L’hétérogénéité structurelle de la zone euro
Les travaux d'économistes comme Paul Krugman ont permis de montrer que l’hétérogénéité d’une Union monétaire augmente après sa constitution. C'est clairement ce qui s'est passé avec la zone euro, puisque l'introduction d'une monnaie unique a conduit à une spécialisation productive différente des pays, à la divergence des niveaux de productivité et de revenu, à une recomposition de la géographie industrielle, etc.
[ Source : Natixis ]
Tout cela a pu durant un temps être caché par la hausse de l'endettement, mais la crise de la zone euro a fait tomber les masques, comme le montre l'évolution du spread des obligations d'État de la Grèce et de l'Italie (écart de taux d'intérêt avec l'Allemagne sur les titres de dette publique à 10 ans) :
[ Source : Barbara Fritz, Sebastian Dullien et Laurissa Mühlich, « Le FMI à la rescousse : la zone euro a-t-elle bénéficié de l’expérience du fonds dans la lutte contre les crises ? », Économie et institutions [En ligne], 23 | 2015, mis en ligne le 30 décembre 2015, consulté le 06 janvier 2023. URL : http://journals.openedition.org/ei/5669 ]
L'impossibilité de corriger les écarts de compétitivité-coût au sein de la zone euro
Avant la mise en place de la monnaie unique, les problèmes de compétitivité-coût pouvaient se régler par le mécanisme du taux de change.
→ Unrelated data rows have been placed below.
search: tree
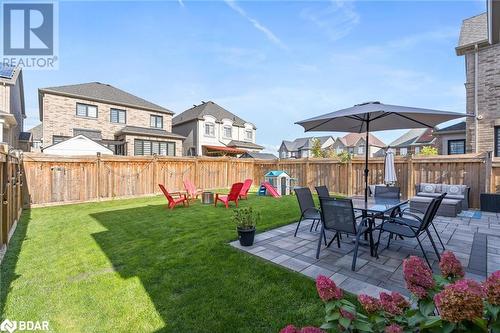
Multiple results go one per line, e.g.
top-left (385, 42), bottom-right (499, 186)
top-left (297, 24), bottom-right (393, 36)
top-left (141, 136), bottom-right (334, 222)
top-left (311, 138), bottom-right (324, 158)
top-left (419, 146), bottom-right (438, 156)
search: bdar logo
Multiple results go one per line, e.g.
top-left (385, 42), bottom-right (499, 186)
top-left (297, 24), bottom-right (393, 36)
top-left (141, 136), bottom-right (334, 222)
top-left (0, 319), bottom-right (17, 333)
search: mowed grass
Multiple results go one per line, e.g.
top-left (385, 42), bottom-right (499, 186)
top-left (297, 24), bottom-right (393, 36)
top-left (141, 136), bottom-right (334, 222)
top-left (0, 193), bottom-right (325, 332)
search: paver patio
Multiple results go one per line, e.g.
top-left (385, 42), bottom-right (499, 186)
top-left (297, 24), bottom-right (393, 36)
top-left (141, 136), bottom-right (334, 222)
top-left (231, 211), bottom-right (500, 297)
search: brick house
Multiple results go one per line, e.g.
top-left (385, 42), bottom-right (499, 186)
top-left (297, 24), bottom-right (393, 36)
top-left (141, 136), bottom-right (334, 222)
top-left (172, 101), bottom-right (263, 156)
top-left (456, 0), bottom-right (500, 156)
top-left (333, 133), bottom-right (386, 158)
top-left (38, 82), bottom-right (184, 156)
top-left (433, 121), bottom-right (467, 155)
top-left (384, 128), bottom-right (435, 156)
top-left (278, 136), bottom-right (334, 159)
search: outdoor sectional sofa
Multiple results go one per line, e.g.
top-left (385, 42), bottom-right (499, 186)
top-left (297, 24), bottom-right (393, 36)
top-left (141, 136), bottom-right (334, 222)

Mais depuis, toute dévaluation monétaire étant par construction impossible, les gouvernements utilisent d'autres moyens :
* la dévaluation interne : également appelée ajustement nominal, elle consiste en une baisse de coûts salariaux et des prix dans le but d'améliorer la compétitivité d'un pays. Selon la théorie, comme les prix et les salaires baissent parallèlement, les salaires réels ne varient pas et la compétitivité s'améliore à l'export. Mais, ce remède de cheval conduit le plus souvent à l'effondrement de la demande des ménages en raison de la baisse des salaires réels. Cela débouche alors sur une compression de l'activité à court terme et donc sur une hausse du chômage.
* la dévaluation fiscale : il s'agit d'une substitution d'impôt censée produire les mêmes effets qu'une dévaluation monétaire. On pense notamment à la TVA sociale (qui n'a de social que le nom), qui consiste à basculer sur la TVA une partie des cotisations sociales patronales, de sorte que la TVA augmenterait et le coût du travail baisserait. Or, en pratique, lorsque la TVA augmente c'est le pouvoir d'achat des ménages qui est amputé, car les vases communicants ne fonctionnent jamais aussi parfaitement...
Bref, l’ajustement de la compétitivité-coût repose surtout sur les pays en difficulté, à qui l'on enfonce encore un peu plus la tête sous l'eau, ce qui rejaillit sous forme de conflits sociaux et d’extrémismes politiques...
Que faire ?
La solution tient en un mot, qu'il est aussi difficile à mettre en œuvre politiquement qu'il est facile de le prononcer : fédéralisme ! Même si cela a mauvaise presse en ce moment (en fait, cela a toujours eu mauvaise presse...), il faudrait que les pays riches de la zone euro assurent des transferts vers les plus pauvres si l'on souhaite que la zone euro perdure. Sinon, avec l'appauvrissement que subissent certains membres de la zone euro, il ne faudra pas s'étonner que de plus en plus d'entre eux se tourneront vers des partis politiques ouvertement nationalistes, anti-européens, voire pire...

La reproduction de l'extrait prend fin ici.